When suctioning, ensure that the patient understands the importance of relaxing and breathing at a normal rate during the procedure.

Oxygenate the patient before and after the procedure and closely monitor the patient’s oxygenation status and heart rate.

Don appropriate personal protective equipment (PPE) based on the patient’s signs and symptoms and indications for isolation precautions.

OVERVIEW

Sputum is produced by cells lining the respiratory tract. Sputum production is minimal in the healthy state, but certain conditions can increase the amount or change the characteristics of sputum. Sputum collection may be used to diagnose and determine treatment for a respiratory infection.

In many cases, suctioning is indicated to collect sputum from patients unable to spontaneously produce a sputum sample for laboratory analysis. Although suctioning is a necessary procedure and generally well tolerated with minor discomfort, there may be complications associated with sputum collection with suctioning. Suctioning may provoke violent coughing that may lead to vomiting or spasms of the pharyngeal, laryngeal, and bronchial muscles.undefined#ref4">4 In addition, suctioning may cause hypoxemia or vagal overload, causing cardiopulmonary compromise and increases in intracranial pressure.1

The oropharynx can be suctioned using a rigid tonsil tip suction catheter or Yankauer suction catheter before sputum collection from the lower airways. The lower airways may be suctioned through the nose (nasotracheal suctioning) or through an artificial airway (endotracheal or tracheostomy tube suctioning). The two techniques used for artificial airway suctioning for sputum collection include the open method (Figure 1)Figure 1, which requires that the patient be removed from the ventilator and the closed method (Figure 2)Figure 2, which uses a sterile, sleeved inline closed suction catheter that does not require disconnection from the ventilator. Sputum collection should be performed using proper sterile technique, so that the sputum specimen is fresh and uncontaminated.

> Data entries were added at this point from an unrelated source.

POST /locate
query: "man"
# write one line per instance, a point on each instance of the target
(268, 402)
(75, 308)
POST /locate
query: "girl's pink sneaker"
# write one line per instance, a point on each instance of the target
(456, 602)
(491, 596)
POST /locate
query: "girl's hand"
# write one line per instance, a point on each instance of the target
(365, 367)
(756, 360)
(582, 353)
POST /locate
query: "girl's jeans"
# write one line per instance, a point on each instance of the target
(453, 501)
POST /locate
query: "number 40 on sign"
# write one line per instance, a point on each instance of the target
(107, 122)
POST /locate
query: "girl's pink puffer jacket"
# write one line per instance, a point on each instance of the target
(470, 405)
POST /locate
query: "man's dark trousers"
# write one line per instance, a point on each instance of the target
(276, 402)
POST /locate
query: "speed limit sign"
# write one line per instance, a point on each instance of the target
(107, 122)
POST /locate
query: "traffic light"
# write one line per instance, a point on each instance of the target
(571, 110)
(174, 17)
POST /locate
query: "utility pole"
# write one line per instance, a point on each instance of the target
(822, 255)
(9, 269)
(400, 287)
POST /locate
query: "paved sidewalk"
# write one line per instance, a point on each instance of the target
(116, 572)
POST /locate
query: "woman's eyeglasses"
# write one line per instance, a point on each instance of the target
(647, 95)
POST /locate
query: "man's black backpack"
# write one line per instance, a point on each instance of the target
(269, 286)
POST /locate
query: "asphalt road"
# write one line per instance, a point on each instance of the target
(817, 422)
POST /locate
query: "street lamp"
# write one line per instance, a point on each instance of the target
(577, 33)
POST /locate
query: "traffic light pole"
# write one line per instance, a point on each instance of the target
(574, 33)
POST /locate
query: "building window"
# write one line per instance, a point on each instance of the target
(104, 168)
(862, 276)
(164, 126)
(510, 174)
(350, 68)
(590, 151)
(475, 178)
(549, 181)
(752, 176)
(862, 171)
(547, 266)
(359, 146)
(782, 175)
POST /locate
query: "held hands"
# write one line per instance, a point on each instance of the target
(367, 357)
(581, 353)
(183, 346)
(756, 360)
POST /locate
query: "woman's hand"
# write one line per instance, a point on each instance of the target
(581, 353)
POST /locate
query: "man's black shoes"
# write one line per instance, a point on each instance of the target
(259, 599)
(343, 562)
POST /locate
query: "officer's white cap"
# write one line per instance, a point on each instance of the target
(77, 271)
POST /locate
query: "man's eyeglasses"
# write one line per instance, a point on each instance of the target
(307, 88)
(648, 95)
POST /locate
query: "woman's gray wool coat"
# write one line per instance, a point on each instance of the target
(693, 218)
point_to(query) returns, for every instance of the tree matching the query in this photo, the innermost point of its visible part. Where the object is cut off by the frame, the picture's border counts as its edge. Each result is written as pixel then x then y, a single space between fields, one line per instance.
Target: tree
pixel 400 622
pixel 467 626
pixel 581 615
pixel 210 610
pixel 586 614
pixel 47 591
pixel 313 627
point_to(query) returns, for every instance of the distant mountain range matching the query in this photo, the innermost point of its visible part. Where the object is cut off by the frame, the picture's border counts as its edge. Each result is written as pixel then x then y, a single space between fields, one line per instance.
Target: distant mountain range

Sputum specimens may be collected for many reasons but the most common are microscopic examination using a direct smear and culture and sensitivity. The direct smear uses a staining method that helps determine the type or shape of microorganism in the specimen. The culture and sensitivity identifies specific microorganisms that cause the respiratory infection and helps to determine the most effective antibiotic treatment.2

EDUCATION

  • Provide developmentally and culturally appropriate education based on the desire for knowledge, readiness to learn, and overall neurologic and psychosocial state.
  • Explain to the patient and family that coughing, gagging, or (less common) sneezing can occur as a result of the cough reflex.
  • Explain to the patient and family that the use of suctioning is a necessary part of patient care.
    • Suctioning removes mucus from the airways to prevent infection and make breathing easier.
    • Suctioning is a way to collect a sputum (mucus) sample from the lungs to determine if there is a respiratory infection and the best way to treat it.
  • Demonstrate the proper splinting technique for postoperative patients.
  • If aerosol treatment is indicated, teach the purpose of the procedure. Explain that the aerosol treatment may loosen the mucus and stimulate coughing so that it is easier to obtain the sputum specimen.
  • Encourage the patient to cough during the procedure to assist in expelling mucus from the upper airway.
  • Encourage questions and answer them as they arise.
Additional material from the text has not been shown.